Agent calls create_view zero times. The result has scene.elements = []. The host should detect this and surface a “couldn’t generate” UI. We do not auto-retry inside the pipeline (per CLAUDE.md §8 “no retry logic” — a failure once is signal worth reading, not transient noise).
Hosted endpoint is unreachable. query() rejects with the underlying network error. Pipeline propagates as-is via onError and the rejected promise.
Paper is too long. Opus 4.7 (1M context) handles ~700K tokens of paper before we hit the wall; nothing in the world is that long. The MCP read_me reply is small. We do not truncate the paper; the SDK will surface a context-limit error if we ever do exceed it.
Agent emits malformed Excalidraw elements. The create_view MCP server validates them and may reject the call; we capture the latest successful scene and ignore failed ones. The Excalidraw editor in Whiteboard.tsx will render whatever we hand it, so an empty/malformed scene shows as a blank canvas. The host can detect that via scene.elements.length === 0.
spawn ENOTDIR (historical). Symptom of the Electron-asar cwd bug. clawdSlate’s safeAgentCwd() plus electron-builder.config.cjs’s asarUnpack for the vendor binary prevent this. If it returns, check both fixes are still in place (see clawdslate-qa.md S3).

Logging

The pipeline emits via GenerateCallbacks.onLog:

[system] init model=… tools=… — the agent SDK’s init event.
[assistant] <first 200 chars of text block> — every text block from Claude.
[tool_use] <name> id=… input=… — every tool call.
[tool_result] id=… … — every tool result threaded back as a user message.
[result] turns=N usd=X — final summary.
[aborted] run cancelled by caller — clean abort path.

Hosts that wire this to a file get a usable transcript out of the box. clawdSlate’s Electron host forwards via webContents.send so the renderer log viewer sees every line in real time. Embedded hosts (e.g. Fathom) wire it to their own log surface.

Persistence

The pipeline does not persist anything. The host’s WhiteboardHost.saveScene / loadScene methods are responsible for that.

In clawdSlate, scenes live in the per-session sidecar at:

~/Library/Application Support/clawdSlate/sessions/last/
  whiteboard.excalidraw           — full Excalidraw scene file
  whiteboard.viewport.json        — last-known scrollX/scrollY/zoom
  paper.json                      — most recent pasted content
  assets/                         — saved attachments (images, PDFs)

This matches CLAUDE.md §1 “Persist by default”: once the user has paid the API cost (~$0.95) to generate a whiteboard, regenerating it because clawdSlate forgot to save is a design failure.

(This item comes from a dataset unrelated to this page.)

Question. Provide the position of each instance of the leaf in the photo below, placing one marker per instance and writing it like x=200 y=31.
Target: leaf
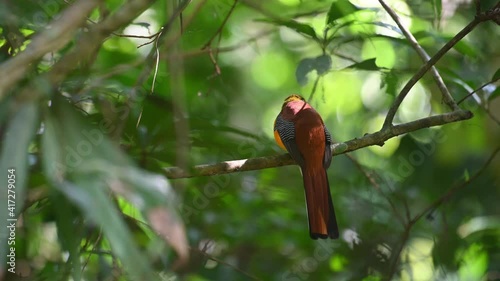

On reopen, the renderer hydrates from disk first, regenerates only if no saved state exists. The ONLY paths to deletion are: (a) the user explicitly clicks “Clear” / “Regenerate”; (b) the user manually deletes the session dir.

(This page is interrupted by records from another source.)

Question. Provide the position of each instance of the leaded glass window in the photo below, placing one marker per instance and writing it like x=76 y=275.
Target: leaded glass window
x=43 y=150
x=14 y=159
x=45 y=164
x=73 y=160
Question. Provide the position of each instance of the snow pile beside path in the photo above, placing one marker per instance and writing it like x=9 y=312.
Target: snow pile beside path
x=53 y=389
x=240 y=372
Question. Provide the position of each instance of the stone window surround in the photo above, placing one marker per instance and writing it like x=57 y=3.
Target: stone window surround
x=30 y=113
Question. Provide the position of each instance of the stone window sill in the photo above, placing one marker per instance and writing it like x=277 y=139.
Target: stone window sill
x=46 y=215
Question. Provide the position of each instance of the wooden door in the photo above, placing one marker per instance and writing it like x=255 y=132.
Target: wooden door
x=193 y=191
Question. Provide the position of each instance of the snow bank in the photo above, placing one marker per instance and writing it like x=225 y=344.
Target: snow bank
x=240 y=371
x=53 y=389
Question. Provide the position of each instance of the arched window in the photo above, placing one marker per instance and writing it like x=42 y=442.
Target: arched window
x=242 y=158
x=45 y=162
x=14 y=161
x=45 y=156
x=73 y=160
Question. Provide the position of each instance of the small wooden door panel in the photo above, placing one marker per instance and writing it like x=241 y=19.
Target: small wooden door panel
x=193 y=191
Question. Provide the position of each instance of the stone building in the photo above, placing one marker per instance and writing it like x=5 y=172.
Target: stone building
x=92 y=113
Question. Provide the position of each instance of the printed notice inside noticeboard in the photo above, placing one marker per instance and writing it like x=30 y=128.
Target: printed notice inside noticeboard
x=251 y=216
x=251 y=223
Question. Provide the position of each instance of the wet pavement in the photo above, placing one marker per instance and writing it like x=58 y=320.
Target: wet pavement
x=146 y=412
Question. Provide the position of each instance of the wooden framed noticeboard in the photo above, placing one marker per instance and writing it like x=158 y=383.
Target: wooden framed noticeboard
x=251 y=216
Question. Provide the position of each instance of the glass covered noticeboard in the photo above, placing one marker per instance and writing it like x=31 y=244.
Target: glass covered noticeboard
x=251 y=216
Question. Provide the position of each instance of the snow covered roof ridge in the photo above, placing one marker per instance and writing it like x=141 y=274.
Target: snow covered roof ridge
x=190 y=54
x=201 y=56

Embedded host: how Fathom uses this

Fathom’s per-paper “Whiteboard” tab embeds <Whiteboard> from this same npm package. Fathom’s host implementation:

loadScene reads from Fathom’s per-paper sidecar (~/Library/Application Support/Fathom/sidecars/<contentHash>/whiteboard-scene.json).
saveScene writes to the same path.
generate invokes Fathom’s main-process whiteboard:generate IPC, which calls generateWhiteboard from this package against the indexed paper’s content.
refine invokes Fathom’s whiteboard:refine IPC with the current scene + instruction.

The pipeline is identical in both cases — clawdSlate and Fathom run the same generateWhiteboard against the same MCP. The host’s only job is to wire loadScene/saveScene to its own persistence and generate/refine to a streaming IPC. See WhiteboardHost in src/Whiteboard.tsx for the contract.